Pero ¡ay de mí! Todas las Barbies salieron junto a la mayoría de los conjuntos. "Por favor, por favor, por favor... el guardarropa no", imploraba silenciosamente. No sé si fue por mis miradas de deseo o por los exasperados suspiros del cajero, pero logré llevarme una Barbie, cuatro conjuntos y el guardarropa.
Todavía recuerdo vívidamente esa Barbie. Era el pináculo de la perfección. Grandes ojos azules, cabello largo rubio, una cintura imposiblemente pequeña y piernas interminables. Se balanceaba en las puntas de sus pequeños pies de bailarina.
¡Y esa ropa maravillosa! Me asombraba cómo esos diminutos atuendos abrazaban cada una de sus curvas. Los di vuelta y examiné cómo estaban cosidos, tan perfectamente: sin ningún fruncimiento ni una arruga.
¡Cuatro atuendos no eran suficientes para ninguna Barbie que se respetara! Al menos, tenía que llenar su guardarropa. Mi madre, una hábil costurera, me pasó el bichito. No pasó mucho tiempo y yo estaba creando mi propia moda para Barbie, de estilo paquistaní: saris, burqas y esas cosas.

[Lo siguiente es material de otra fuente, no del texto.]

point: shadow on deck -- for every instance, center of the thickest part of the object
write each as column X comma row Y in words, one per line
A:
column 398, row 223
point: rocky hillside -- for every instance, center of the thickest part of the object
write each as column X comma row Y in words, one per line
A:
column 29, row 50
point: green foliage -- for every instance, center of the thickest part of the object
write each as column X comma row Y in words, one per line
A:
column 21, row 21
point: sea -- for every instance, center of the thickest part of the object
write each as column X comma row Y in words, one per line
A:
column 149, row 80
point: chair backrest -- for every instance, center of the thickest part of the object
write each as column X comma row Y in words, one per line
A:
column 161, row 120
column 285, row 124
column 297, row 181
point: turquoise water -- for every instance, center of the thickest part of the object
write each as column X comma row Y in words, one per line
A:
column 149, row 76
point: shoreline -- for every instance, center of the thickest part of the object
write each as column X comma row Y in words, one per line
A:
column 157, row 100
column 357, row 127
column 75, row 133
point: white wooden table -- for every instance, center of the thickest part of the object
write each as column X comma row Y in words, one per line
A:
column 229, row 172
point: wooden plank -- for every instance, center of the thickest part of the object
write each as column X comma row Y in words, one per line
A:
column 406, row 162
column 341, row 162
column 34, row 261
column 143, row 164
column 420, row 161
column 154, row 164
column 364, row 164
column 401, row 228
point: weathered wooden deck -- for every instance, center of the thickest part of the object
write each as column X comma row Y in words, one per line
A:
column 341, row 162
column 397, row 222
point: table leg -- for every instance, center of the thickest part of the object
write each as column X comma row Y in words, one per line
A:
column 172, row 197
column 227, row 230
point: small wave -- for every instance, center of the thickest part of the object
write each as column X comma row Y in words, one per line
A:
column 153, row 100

Comprometida a los 16 y casada a los 21, tuve la suficiente suerte de poder completar mi educación con una maestría. Soñaba con estudiar en el exterior, pero eso estaba fuera de discusión. Las chicas de familias musulmanas decentes no dejaban el hogar hasta que se casaban. No tenía sentido gastar una fortuna educando a una chica en el exterior: aunque tuviera educación, ella nunca haría otra cosa que cuidar la casa y tener hijos. Esos eran los sentimientos de mi padre.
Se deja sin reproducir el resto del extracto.